Já no início da madrugada deste domingo (9), guardas municipais conseguiram deter dois suspeitos de participação no crime. Um deles confessou e foi preso em flagrante - o outro foi qualificado como investigado, e liberado. As armas não foram recuperadas.
O FURTO
No início da tarde houve disparo de alarme na casa, sendo que o caseiro foi verificar o que estava acontecendo. Ao entrar, se deparou com algumas gavetas violadas e com cadeados estourados. Ele então entrou em contato com a filha do executivo, que, por sua vez, acionou o pai.
Este solicitou que o caseiro conferisse se as armas haviam sido furtadas, o que foi confirmado (inclusive os 10 mil dólares).
Uma representante do ex-diretor registrou a ocorrência no Plantão Policial, mas não informou a numeração das armas (sendo uma delas de uso restrito), porque somente o proprietário saberia dizer - ele deverá ser intimado pela Polícia Civil durante as investigações.
Já na madrugada deste domingo (9), guardas municipais abordaram dois suspeitos na rua Senador Fonseca, no Centro de Jundiaí, com o carro supostamente utilizado no crime (as placas haviam sido cadastradas no sistema OCR).
Com eles os GMs apreenderam apenas algumas moedas estrangeiras antigas, (da França e Espanha) e a arma de choque. No ato do registro desta ocorrência, a família (por meio de representante) informou que havia se equivocado quanto ao furto da grande quantia em dólares, sendo então retificado o BO do furto.
Em conversa com o delegado Rodrigo Carvalhaes, preso informou que mais duas pessoas participaram da invasão e furto à casa do executivo - estes serão procurados pela polícia.
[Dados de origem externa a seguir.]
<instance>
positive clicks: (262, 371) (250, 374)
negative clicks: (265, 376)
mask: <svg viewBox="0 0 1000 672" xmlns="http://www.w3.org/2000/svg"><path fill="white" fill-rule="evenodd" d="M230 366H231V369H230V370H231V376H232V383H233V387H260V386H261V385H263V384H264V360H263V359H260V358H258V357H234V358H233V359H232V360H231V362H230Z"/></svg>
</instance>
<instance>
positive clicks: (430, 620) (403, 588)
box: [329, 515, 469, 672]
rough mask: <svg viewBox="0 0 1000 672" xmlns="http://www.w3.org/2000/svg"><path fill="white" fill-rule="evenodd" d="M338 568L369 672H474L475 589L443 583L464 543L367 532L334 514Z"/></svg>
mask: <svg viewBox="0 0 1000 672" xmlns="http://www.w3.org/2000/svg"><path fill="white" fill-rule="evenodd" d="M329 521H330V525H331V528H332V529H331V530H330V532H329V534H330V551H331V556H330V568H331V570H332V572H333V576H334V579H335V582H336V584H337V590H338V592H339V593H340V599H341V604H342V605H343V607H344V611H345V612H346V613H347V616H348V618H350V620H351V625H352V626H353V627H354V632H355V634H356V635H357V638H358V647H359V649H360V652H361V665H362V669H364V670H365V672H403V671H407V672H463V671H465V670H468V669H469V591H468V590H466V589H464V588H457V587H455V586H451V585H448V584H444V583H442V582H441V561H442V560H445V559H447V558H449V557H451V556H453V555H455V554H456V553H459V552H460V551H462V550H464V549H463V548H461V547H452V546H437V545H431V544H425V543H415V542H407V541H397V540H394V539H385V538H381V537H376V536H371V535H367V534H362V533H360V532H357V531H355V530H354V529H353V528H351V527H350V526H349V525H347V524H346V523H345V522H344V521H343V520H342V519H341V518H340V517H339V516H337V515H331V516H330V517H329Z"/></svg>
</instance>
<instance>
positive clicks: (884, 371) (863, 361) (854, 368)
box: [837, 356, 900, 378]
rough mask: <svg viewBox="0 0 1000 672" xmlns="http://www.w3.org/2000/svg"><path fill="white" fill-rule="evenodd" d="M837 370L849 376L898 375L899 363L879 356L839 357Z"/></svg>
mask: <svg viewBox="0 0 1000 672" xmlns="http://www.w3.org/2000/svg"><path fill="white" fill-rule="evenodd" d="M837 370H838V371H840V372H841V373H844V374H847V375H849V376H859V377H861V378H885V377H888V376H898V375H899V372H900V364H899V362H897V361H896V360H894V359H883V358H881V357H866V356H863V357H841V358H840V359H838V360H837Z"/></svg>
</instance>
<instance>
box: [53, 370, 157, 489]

Além de ratificar a prisão em flagrante dele, Carvalhes também solicitou que durante audiência de custódia ele seja preso preventivamente, acreditando que, em liberdade, poderá se juntar aos comparsas e até mesmo utilizar as armas furtadas para cometer crimes, inclusive contra a vítima e pessoas ligadas a ela -, além de prejudicar as investigações.